Elizabeth could quite easily have been reduced to ‘The Wife’ character, submissive, supportive and rather dull, and I believe Bonham-Carter can largely be credited for this not happening. Even when being demure, you get the impression that this was quite a strong-willed woman who knew how to get what she wanted while staying within the boundaries of what was expected of a woman of her position and period. In one scene, when Lionel’s wife realises the Queen is sipping tea in her living room, she is reduced to a stuttering mess and Elizabeth puts her at ease with a few well-chosen phrases. I totally bought Elizabeth as a woman who had ways and means of getting what she believed was the right thing as well as a common touch with people.
We also discover that Elizabeth never wanted to marry the man she called ‘Bertie'; she had no inclination towards royal life and would rather have been left to her own devices. But she married him, partly because she never expected him to become King and largely because she loved him. That he became King and she rose to the occasion as Queen marvelously speaks volumes as to her character.

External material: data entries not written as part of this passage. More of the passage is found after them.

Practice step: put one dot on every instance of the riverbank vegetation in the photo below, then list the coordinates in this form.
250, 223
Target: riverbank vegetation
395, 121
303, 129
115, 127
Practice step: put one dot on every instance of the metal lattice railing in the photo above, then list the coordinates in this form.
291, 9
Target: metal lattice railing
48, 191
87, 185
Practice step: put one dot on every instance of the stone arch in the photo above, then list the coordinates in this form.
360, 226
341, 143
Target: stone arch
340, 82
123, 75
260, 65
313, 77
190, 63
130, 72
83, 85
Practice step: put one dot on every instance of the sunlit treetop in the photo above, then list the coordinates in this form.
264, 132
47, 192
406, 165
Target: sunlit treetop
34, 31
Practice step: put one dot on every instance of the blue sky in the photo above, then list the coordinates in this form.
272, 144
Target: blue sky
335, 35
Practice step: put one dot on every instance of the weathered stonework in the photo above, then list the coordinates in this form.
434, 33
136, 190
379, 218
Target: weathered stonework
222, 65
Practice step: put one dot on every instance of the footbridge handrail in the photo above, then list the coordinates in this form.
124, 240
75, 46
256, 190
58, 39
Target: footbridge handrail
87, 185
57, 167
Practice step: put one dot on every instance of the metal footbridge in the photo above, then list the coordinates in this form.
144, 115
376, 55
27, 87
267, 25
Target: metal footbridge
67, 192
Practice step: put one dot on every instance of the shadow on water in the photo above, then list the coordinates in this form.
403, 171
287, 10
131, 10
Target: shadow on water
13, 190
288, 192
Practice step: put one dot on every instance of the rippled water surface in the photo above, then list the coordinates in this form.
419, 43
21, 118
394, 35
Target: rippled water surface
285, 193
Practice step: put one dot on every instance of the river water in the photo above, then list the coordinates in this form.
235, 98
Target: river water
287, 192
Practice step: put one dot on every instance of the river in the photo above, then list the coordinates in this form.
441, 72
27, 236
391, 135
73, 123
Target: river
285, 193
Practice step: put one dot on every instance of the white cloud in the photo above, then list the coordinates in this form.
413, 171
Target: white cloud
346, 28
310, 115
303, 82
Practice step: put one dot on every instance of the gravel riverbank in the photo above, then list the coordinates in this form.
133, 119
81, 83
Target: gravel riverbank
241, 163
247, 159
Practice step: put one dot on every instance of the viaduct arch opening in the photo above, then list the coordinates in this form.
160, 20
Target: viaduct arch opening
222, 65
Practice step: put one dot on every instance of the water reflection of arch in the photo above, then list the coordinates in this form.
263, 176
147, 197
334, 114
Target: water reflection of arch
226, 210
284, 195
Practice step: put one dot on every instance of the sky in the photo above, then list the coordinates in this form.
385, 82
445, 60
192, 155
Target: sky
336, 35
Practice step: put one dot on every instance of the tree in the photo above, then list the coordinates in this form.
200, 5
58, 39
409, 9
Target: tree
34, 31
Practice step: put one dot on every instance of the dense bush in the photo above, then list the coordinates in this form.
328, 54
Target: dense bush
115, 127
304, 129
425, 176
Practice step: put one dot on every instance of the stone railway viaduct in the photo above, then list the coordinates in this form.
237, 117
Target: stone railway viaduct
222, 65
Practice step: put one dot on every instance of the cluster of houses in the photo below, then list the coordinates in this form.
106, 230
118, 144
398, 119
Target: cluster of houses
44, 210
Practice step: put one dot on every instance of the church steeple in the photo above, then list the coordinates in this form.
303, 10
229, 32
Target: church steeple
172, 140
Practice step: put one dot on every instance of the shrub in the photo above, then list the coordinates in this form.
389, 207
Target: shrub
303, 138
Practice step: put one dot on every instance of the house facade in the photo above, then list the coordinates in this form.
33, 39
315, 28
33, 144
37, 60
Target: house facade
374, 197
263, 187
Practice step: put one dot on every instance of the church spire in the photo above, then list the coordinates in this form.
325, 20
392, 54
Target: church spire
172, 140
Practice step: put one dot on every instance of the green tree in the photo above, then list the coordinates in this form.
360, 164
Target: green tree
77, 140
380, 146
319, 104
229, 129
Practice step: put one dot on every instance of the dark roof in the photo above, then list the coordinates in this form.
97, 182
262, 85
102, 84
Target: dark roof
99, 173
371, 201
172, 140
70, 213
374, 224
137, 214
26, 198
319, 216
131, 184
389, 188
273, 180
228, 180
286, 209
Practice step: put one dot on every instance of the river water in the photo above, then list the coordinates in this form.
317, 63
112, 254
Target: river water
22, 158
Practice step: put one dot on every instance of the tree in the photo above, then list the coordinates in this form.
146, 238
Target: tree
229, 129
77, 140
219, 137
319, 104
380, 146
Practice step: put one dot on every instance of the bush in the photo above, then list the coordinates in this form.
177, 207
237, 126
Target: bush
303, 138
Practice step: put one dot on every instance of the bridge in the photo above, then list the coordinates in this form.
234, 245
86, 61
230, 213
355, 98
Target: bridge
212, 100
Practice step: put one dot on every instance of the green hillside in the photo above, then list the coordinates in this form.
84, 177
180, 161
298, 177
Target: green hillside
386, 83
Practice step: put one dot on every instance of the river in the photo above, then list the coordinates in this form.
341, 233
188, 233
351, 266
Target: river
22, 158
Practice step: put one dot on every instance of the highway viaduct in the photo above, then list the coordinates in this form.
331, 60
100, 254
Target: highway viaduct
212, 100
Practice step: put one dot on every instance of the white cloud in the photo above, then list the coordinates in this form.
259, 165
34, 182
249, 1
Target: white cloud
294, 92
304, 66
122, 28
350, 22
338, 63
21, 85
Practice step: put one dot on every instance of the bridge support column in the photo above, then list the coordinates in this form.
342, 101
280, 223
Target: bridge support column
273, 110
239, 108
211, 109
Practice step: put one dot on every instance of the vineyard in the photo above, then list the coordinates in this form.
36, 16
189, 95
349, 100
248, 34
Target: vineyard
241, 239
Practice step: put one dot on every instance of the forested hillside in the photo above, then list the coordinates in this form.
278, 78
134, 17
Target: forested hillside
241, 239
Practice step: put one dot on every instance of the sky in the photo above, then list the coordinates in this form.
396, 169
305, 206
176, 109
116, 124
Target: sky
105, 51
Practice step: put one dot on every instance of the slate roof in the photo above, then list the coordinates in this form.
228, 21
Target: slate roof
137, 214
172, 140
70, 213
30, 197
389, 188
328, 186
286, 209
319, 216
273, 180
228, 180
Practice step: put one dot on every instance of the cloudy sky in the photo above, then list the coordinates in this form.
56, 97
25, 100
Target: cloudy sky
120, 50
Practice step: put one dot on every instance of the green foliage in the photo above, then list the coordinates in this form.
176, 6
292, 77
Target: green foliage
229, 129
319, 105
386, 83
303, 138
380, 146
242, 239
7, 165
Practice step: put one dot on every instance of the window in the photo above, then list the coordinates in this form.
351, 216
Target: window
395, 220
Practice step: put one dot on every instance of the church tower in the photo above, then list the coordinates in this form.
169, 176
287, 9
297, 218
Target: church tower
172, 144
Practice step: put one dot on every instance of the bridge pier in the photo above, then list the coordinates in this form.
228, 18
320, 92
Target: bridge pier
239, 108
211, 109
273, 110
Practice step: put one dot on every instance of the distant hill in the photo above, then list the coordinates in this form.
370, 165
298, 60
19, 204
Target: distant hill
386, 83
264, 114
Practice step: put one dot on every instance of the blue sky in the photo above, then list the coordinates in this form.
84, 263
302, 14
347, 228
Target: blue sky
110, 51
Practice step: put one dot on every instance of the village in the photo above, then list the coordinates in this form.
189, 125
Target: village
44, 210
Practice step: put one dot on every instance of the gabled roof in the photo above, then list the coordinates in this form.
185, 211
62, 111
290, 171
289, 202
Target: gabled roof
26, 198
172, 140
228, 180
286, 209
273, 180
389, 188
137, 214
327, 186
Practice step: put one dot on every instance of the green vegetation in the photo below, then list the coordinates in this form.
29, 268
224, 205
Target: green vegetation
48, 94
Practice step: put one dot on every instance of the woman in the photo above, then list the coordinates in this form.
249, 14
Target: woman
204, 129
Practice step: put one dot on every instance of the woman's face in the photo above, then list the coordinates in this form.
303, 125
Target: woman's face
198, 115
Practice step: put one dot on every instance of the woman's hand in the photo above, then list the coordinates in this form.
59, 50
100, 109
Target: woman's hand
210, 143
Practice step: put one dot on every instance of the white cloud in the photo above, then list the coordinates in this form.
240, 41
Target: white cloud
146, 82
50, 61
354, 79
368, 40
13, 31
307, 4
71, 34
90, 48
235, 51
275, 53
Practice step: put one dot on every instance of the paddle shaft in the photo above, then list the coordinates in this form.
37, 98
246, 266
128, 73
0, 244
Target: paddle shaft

Something I had issue with, though, was the fact that in her brief appearance, Wallis Simpson comes across as a vulgar American. Given that her character was key to George becoming King – and hence the whole of this movie’s storyline – it would have been nice to catch a glimpse of what was so fascinating about this woman that Edward gave up the throne for her. For sure, Ms. Simpson is never portrayed as a sympathetic woman – at least not as far as my attempts to learn about her went – but she must have been more than a ‘vulgar American’. She must have been intelligent, witty, passionate woman for a man to give up his throne for her. I would have liked to see more from this woman.
For sure, Elizabeth is a supportive character in this movie, tertiary to George and Lionel. But what a supportive character. Elizabeth was a woman that I grew up thinking of as ‘the Queen Mum’, a woman largely on the periphery of things. Bonham-Carter’s Elizabeth is a nuanced woman, simultaneously strong-willed and demure, steadfast in her loyalty to her husband with a strong courage of convictions. In some ways, she is ‘The Wife’ trope, a woman who exists to support Her Man, and yet the fleshed-out way she is portrayed delivers us a rich, detailed character.